More than eight in ten Australians (83%) believe public school funding is too low and that increasing it should be a ‘priority issue’ at the next federal election, according to a nationwide YouGov poll released today.
The poll, which surveyed 1,200 people, was released by the Australian Education Union (AEU) to mark the launch of the ‘Every School. Every Child.’ campaign, which is targeting political parties to secure public school funding commitments.
According to a report by economist Adam Rorris, public schools face a $19bn funding shortfall over the next four years, and a recent analysis by Save Our Schools found the sector will miss out on nearly $60bn this decade while private schools will be over-funded to the tune of $6bn.
Data from OECD PISA 2018 shows that Australia currently ranks ninth-worst of 77 countries for the equitable allocation of resources between disadvantaged and advantaged schools, with only Colombia, Panama, Peru, Cyprus, Philippines, Mexico. Brazil and Thailand ranking lower.
The latest YouGov poll found that three-quarters (77%) agreed that the Federal Government has a responsibility to ensure that every school in Australia is fully funded to 100% of the Schooling Resource Standard (SRS).
“This will deliver the funding and resources needed to provide a high-quality education for all students,” AEU federal president, Correna Haythorpe, told The Educator.
However, the Federal Government says the funding commitment to public schools has never been higher.
Federal Education Minister Alan Tudge said the Morrison Government is investing a record $315.4bn in funding for all Australian schools and that funding per student will increase by more than 60% by 2029.
"Commonwealth funding for government schools has grown by 63.2 per cent in real per student terms over the past decade to 2018-19, compared with 39.5 per cent in non-government schools," Minister Tudge told The Educator.
"Looking ahead, funding for government schools will grow by 101.1 per cent by 2029, compared to non-government school funding growth of 77.7 per cent.

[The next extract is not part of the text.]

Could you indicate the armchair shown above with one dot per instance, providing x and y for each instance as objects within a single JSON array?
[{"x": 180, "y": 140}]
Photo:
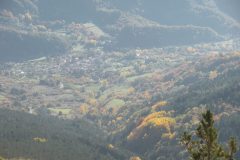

School funding arrangements are in a transition phase, which will lead to a truly needs-based funding model for all Australian schools by 2029".
However, the latest poll result suggests that a majority of Australians aren’t convinced.
Haythorpe said the positive difference that addressing the Commonwealth funding shortfall will make for public schools and students is “immense”.
“It would mean extra literacy and numeracy help for students who need it, and specialist support, more teachers and more one-on-one attention in every public school,” she said, adding that public schools help to level the playing field, overcome disadvantage and achieve excellence for all students.
“All political parties must understand the critical importance of funding every public school properly and fairly to ensure that every child has the best education, regardless of their background or circumstances”.